La carta de presentación de Peter Weir al mundo se concibe con esta mezcla de comedia negra y cine fantástico ambientado en un pueblecito recóndito de la campiña australiana que, para colmo, se llama París. Contínuamente se suceden misteriosos accidentes de tránsito en tan aislado lugar por lo que los habitantes se aprovechan de saquear lo que pueden de los inafortunados conductores y pasajeros. Un superviviente que sale ileso será el centro de atención de los habitantes del lugar.

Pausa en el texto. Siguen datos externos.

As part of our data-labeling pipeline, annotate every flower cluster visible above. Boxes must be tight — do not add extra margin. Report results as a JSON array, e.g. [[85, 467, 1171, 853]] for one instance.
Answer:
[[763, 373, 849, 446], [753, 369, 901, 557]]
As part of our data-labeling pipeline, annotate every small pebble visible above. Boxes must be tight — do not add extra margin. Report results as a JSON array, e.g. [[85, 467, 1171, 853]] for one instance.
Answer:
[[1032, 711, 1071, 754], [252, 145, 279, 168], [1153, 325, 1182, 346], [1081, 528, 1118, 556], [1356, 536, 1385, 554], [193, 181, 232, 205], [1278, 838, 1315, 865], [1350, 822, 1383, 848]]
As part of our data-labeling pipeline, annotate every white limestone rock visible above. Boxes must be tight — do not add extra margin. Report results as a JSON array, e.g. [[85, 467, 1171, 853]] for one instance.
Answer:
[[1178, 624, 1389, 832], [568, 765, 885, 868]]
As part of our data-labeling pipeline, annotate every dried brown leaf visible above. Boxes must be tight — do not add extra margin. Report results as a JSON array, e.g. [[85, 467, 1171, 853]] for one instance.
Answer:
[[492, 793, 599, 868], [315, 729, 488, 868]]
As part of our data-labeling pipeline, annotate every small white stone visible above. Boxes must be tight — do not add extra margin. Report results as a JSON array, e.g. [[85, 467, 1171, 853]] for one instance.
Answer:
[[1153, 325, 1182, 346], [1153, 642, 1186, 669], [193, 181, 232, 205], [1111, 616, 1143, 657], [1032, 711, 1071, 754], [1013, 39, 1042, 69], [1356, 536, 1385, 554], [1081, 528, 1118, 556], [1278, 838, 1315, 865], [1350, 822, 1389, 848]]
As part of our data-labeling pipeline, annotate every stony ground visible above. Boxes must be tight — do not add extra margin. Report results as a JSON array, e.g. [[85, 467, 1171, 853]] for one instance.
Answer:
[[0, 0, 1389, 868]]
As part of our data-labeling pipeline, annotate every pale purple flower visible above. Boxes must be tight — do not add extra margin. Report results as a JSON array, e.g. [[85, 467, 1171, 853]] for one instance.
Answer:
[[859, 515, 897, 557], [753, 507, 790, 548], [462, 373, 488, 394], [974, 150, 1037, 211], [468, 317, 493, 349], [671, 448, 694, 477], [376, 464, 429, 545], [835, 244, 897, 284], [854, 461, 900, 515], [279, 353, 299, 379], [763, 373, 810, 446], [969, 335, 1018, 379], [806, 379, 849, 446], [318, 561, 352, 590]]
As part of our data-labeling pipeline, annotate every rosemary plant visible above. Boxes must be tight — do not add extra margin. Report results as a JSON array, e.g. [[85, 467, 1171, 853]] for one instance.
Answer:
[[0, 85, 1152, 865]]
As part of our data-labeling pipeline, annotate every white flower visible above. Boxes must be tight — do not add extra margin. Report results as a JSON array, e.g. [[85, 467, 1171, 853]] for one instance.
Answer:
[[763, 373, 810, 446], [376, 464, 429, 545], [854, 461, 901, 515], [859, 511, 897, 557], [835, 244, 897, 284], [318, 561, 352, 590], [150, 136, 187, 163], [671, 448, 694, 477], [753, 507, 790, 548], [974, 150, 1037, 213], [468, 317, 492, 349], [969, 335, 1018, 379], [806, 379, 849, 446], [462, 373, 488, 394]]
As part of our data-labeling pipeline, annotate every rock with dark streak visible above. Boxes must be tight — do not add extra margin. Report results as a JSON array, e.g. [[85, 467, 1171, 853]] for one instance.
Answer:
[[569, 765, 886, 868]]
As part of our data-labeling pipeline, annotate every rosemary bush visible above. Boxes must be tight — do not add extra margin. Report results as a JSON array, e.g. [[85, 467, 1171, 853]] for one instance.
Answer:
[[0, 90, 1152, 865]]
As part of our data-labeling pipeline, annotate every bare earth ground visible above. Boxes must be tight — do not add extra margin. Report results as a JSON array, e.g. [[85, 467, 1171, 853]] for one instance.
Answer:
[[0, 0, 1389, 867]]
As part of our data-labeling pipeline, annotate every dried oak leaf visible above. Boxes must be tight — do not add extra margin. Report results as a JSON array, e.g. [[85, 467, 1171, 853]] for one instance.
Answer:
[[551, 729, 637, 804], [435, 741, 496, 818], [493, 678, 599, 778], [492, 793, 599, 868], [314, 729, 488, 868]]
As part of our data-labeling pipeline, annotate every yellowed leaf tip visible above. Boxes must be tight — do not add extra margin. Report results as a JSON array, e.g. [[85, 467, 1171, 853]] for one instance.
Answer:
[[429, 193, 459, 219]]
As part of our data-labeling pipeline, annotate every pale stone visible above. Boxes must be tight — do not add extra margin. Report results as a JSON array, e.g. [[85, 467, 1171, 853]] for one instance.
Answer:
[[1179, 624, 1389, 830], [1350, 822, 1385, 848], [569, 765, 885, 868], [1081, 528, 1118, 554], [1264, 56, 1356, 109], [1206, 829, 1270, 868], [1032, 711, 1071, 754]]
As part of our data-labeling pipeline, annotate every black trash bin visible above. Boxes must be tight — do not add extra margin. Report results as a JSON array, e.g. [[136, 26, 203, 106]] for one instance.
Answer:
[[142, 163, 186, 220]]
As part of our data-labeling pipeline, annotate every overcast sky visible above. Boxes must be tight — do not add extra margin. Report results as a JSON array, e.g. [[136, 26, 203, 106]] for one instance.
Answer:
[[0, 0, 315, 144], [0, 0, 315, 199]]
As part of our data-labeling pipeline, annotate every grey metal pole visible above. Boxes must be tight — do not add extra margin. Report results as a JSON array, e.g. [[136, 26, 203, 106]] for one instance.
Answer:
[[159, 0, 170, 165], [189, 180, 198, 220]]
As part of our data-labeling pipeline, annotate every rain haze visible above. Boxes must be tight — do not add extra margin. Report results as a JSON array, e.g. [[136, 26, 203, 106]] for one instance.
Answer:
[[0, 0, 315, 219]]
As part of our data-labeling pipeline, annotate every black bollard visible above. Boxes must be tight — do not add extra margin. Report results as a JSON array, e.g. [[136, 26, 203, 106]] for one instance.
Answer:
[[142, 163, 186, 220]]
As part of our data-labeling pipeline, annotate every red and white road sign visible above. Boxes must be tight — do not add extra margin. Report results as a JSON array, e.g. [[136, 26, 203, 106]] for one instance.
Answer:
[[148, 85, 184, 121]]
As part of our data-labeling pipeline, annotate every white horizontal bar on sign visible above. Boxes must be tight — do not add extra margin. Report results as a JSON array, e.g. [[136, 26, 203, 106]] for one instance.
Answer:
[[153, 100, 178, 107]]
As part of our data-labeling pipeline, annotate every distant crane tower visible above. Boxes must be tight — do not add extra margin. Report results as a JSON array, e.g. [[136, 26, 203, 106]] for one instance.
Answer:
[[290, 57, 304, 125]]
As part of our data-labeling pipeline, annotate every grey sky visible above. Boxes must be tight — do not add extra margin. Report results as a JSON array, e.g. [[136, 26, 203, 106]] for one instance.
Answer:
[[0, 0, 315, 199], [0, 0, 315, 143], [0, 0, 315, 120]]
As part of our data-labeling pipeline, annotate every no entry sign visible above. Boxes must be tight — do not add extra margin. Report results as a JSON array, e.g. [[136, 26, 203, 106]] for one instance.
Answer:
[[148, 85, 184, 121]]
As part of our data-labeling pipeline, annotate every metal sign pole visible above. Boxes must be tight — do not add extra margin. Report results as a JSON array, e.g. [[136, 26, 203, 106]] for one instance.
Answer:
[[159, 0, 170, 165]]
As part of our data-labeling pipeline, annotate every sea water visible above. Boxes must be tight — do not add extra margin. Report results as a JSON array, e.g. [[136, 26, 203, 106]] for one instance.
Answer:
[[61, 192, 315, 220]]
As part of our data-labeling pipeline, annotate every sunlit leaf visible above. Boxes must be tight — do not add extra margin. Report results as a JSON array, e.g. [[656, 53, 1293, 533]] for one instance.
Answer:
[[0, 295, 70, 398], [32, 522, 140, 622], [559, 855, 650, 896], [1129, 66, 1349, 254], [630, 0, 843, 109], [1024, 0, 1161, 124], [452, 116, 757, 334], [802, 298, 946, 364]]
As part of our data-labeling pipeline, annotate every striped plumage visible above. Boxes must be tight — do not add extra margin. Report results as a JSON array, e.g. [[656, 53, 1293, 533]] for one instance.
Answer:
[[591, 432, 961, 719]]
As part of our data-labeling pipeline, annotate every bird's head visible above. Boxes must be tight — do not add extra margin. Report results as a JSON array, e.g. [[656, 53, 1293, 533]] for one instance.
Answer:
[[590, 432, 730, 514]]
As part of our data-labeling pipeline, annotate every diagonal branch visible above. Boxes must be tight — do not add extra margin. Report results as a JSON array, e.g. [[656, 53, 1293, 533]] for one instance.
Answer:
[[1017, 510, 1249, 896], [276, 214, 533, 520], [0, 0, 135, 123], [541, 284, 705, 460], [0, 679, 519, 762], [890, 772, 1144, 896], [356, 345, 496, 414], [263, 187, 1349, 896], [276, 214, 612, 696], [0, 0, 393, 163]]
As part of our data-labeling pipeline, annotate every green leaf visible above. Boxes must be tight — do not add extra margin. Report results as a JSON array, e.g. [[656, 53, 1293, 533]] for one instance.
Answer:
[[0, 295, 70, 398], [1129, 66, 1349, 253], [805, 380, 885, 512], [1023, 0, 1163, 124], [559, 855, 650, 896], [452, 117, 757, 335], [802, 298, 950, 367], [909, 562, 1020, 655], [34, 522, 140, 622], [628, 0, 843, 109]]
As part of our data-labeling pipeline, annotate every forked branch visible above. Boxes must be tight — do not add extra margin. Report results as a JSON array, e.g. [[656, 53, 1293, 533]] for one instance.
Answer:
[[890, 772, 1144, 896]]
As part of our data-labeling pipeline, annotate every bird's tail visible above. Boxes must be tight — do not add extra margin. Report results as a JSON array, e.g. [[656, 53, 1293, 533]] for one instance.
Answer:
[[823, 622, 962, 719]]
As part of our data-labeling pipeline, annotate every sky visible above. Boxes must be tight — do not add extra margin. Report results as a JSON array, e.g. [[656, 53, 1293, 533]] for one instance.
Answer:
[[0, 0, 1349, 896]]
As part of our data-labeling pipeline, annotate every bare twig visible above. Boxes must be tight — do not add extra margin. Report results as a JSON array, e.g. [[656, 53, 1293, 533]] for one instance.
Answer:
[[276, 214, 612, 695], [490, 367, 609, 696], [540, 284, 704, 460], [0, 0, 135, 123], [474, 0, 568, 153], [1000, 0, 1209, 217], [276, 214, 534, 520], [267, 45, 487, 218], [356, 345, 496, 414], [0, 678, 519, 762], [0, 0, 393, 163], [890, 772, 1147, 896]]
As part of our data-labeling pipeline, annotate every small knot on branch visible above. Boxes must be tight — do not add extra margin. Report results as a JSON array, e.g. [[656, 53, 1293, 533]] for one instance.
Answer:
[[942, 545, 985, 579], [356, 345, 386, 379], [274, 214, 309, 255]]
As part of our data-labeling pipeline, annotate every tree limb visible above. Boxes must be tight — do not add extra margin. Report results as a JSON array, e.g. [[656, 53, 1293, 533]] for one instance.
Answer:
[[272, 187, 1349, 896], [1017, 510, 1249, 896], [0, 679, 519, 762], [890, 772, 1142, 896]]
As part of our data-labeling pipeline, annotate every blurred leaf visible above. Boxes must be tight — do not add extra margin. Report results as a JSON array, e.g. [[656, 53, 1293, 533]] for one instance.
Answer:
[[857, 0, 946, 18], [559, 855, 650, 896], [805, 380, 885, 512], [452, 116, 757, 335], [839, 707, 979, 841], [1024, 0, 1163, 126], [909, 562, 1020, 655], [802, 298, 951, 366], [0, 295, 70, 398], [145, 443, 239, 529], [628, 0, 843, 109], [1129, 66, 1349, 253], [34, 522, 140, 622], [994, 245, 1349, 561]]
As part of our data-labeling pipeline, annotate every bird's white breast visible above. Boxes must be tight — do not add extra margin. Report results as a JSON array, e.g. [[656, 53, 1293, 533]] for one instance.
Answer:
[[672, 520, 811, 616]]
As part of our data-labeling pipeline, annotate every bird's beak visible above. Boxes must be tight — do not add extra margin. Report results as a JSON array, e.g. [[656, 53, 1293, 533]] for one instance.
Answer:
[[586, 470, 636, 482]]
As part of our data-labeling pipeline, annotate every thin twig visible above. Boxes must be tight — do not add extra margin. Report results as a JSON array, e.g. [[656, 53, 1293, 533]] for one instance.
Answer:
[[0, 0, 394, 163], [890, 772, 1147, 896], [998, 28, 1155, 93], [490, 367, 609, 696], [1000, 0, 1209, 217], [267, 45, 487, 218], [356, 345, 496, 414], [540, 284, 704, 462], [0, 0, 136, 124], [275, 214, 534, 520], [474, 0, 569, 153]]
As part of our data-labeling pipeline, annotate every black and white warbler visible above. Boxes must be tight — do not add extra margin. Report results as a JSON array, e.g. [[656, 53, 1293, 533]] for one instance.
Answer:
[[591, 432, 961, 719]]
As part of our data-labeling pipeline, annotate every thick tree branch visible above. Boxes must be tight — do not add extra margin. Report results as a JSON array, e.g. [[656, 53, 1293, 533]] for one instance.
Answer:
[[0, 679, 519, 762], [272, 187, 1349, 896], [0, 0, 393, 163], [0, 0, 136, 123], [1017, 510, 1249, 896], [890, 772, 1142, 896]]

Natxo Borrás: De aquí no sale nadie, vía filmaffinity
Esto es, una colectividad con sus propios desbarajustes –escasez de recursos y trabajo, irremediable tendencia al éxodo de población, impulsos de delincuencia por parte de una juventud ninguneada, desmotivada y rebelde- y sus señas idiosincrásicas reconocibles a nivel global pese a su deformación cómica –la comunidad cerrada y con papeles sociales definidos y estancos; el regidor cuya grandilocuencia de discurso e intenciones no oculta su condición pueblerina, de igual modo que París parece un nombre demasiado grande para semejante aldea dejada de la mano de Dios-, a mi parecer con cabida incluso en una versión siniestra, enloquecida y un tanto menos afilada del surrealismo de ropajes costumbristas de José Luis Cuerda.
Vía: El críticoabulico
Así, a momentos como el citado arranque, puntualizado por sonoridades “setenteras” muy cercanas a las de los filmes blaxploitation, se unen otros en los que la partitura de Bruce Smeaton bien juega en el mismo sentido del filme —la secuencia “leonesca” y esa armónica desgarrada— bien contrapone lo que la acción insinúa —la escena del desgüace se deja acompañar por un tema de corte clásico que suaviza la sutil crudeza que trasciende de lo que estamos viendo—.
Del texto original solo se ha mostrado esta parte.